Donald Trump a promis, jeudi, que le "problème" nord-coréen serait "traité". Il avait annoncé auparavant l'envoi vers la péninsule coréenne du porte-avions Carl Vinson, escorté par trois navires lance-missiles, puis évoqué une "armada" comprenant des sous-marins. Un tel porte-avions transporte en général 70 à 80 avions ou hélicoptères, dont une cinquantaine d'avions de combat.

Appels internationaux à la retenue et au dialogue

La Chine a averti de son côté qu'un "conflit [pouvait] éclater à tout moment". "Le dialogue est la seule issue", a martelé le ministre chinois des Affaires étrangères Wang Yi lors d'un point de presse à Pékin. "Le vainqueur ne sera pas celui qui tient les propos les plus durs ou qui montre le plus ses muscles", a ajouté Wang Yi, sans citer explicitement les initiatives américaines. "Si une guerre a lieu, le résultat sera une situation dont personne ne sortira vainqueur".

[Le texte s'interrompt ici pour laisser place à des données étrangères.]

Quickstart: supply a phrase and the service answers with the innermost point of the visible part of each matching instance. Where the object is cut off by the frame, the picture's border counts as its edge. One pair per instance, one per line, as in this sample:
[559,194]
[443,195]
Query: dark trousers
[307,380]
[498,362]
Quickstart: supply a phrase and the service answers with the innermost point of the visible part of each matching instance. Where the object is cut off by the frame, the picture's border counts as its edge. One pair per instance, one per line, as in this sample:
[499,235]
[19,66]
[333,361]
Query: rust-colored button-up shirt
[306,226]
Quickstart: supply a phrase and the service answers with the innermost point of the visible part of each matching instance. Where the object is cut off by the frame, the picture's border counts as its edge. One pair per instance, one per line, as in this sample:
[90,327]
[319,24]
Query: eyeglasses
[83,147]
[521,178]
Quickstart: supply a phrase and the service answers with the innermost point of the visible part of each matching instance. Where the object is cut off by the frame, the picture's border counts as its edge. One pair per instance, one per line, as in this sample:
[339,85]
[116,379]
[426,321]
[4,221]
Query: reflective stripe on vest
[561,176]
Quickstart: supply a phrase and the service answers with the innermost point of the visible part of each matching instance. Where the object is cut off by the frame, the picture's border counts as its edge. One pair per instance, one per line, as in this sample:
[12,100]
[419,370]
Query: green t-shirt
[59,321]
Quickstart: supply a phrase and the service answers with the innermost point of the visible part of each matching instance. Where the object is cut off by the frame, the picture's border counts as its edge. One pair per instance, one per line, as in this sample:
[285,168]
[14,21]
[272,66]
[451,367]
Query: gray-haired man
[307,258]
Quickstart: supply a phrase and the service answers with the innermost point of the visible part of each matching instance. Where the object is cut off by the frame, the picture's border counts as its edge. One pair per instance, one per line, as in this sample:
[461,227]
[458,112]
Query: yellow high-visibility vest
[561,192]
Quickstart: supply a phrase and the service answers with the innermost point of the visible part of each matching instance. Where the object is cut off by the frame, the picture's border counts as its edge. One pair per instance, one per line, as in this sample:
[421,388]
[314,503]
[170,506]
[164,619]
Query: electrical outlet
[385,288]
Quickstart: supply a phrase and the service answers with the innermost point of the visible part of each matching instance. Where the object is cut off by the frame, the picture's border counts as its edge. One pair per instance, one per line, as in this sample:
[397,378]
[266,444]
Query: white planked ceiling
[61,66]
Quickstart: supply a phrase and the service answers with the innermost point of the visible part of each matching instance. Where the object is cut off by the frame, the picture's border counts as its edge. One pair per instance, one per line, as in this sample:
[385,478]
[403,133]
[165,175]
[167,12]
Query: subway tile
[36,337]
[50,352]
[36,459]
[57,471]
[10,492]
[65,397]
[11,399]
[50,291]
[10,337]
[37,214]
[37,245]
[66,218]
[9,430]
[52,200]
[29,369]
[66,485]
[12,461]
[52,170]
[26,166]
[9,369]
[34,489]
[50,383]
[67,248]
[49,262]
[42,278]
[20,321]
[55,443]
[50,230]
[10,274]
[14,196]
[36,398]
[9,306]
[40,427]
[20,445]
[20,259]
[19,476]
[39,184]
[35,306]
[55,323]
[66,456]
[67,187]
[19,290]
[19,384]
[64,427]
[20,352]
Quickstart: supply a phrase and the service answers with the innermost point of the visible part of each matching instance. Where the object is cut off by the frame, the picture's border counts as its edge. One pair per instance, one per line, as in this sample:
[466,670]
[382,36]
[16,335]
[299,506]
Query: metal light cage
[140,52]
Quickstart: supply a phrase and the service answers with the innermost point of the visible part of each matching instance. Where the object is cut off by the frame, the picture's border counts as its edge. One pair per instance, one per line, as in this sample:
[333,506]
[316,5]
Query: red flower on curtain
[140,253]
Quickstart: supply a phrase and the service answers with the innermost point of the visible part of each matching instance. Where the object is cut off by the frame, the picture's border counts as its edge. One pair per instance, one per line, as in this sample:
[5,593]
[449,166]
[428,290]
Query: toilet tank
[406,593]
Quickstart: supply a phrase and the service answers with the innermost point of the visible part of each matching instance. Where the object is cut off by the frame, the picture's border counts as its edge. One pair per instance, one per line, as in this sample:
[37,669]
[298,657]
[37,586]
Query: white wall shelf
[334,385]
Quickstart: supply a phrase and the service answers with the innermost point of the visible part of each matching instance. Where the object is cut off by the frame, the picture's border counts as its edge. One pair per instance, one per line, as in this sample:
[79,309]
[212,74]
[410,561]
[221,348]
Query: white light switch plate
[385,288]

La Chine a beaucoup à perdre, analyse Gauthier Rybinski, chroniqueur international pour France 24. "Elle s’est longtemps servie de la Corée du Nord comme une alliée, mais elle se dit aujourd’hui qu’il y a un danger". Si le régime nord-coréen chute et si une réunification de la Corée a lieu "sur le mode occidental", "la Corée du Sud pourrait demander aux États-Unis de poster des troupes à la frontière avec la Chine", explique-t-il.

Se disant "très inquiète", la Russie a, quant à elle, appelé toutes les parties à la "retenue" et mis en garde contre "toute action qui pourrait être interprétée comme une provocation".